What results from reading homonymity into this work is the recognition of Fogarty’s distinct poetic idiom, which allows readers to reconsider indigenous sovereignty and power in a contested and occupied Australia. However, to label indigenous poetry simply as a poetry of protest undermines the work’s capriciousness and diversity. In Eelahroo (Long Ago) Nyah (Looking) Mobo-Mobo (Future), we get a complicated, dense, moving portrait of life in all its forms. The reader is challenged, opened up, and eventually lulled by this book. Moreover, we cannot separate out resistance from utopia; there is not only protest here, but also the evocation of a created world. It is this combination that makes Fogarty so compelling.
In his Sydney Review of Books essay on “The Poet Tasters,” Ben Etherington noted the prevailing whiteness of poetry and its reviewers in Australia. Fogarty not only stands out for his appreciable non-whiteness, but also because his poetry works to defamiliarize “the poetry community” from its linguistic surroundings. Few other poets can say they have a brother who died at police hands, and that othered experience comes through in his language. Perhaps Fogarty’s true poetic antecedents can be found in anthropological journals, colonists’ diaries, and explorers’ letters; in these sources we can read transcriptions of songs and myths told in indigenous voices but which deny an authorial identity. The emphasis on repetition common to many song poems comes through in poems like “Maps Gods To Whose,” “Country’s Sub’s No Suss Towns,” and “Olive Pink Fly Over Sums.”

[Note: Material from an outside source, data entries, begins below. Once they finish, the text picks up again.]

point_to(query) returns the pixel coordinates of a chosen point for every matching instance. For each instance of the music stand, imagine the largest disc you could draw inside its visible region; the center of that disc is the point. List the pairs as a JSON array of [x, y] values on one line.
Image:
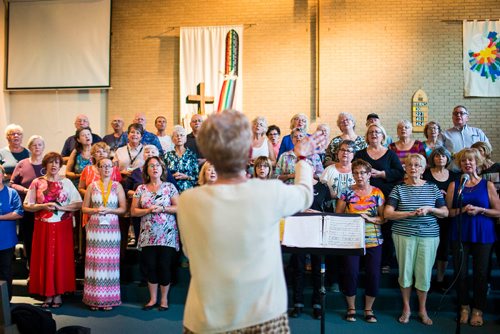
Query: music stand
[[322, 252]]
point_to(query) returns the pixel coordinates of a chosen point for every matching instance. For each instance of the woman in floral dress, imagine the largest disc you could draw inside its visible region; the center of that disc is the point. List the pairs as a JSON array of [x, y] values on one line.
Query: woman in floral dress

There is also a root in ongoing oral traditions and an international context of which Fogarty is a part, which might account for why Fogarty writes how he does as well as for where we place him. Indeed, the reader will very much recognize the spoken voice in this book. Consider for example the lead poem “Murgon Brawl Cherbourg Brawls,” which begins, “They out there, not hidden / Have you heard of that brawl?” We can see a casual ordinary speech combined with direct address and line breaks, which, when taken together demand the reader to pause and reflect—is the poet speaking of us, asking of us, are we in the space of Poetry or a casual, passing conversation? The language might be ordinary but the rhythm is not. It reminds us, in its use of the vernacular, of some Caribbean writers (Mervyn Morris for instance), Black British writers like Linton Kwesi Johnson for its content, and some Americans, primarily Amiri Baraka, for its intensity. Recasting Fogarty in such a transnational Black milieu forces us to think through the nodes of association, the networks of relation, and the politics of criticism.
When reading Eelahroo (Long Ago) Nyah (Looking) Mobo-Mobo (Future), one will recognize the linguistic dexterity, unique sound shape, unity of purpose, and multiple meaning of words. For readers unaccustomed to his work, it is a good place to begin. For readers expecting more of the same, it is striking for its cohesiveness and power, which only grows with the volume. We must read Fogarty in light of traditions not immediately considered poetic, as well as in contexts that account for more than Australia. It is exciting to think of Fogarty as a starting point for many to experience the vast diversity of Australian literature.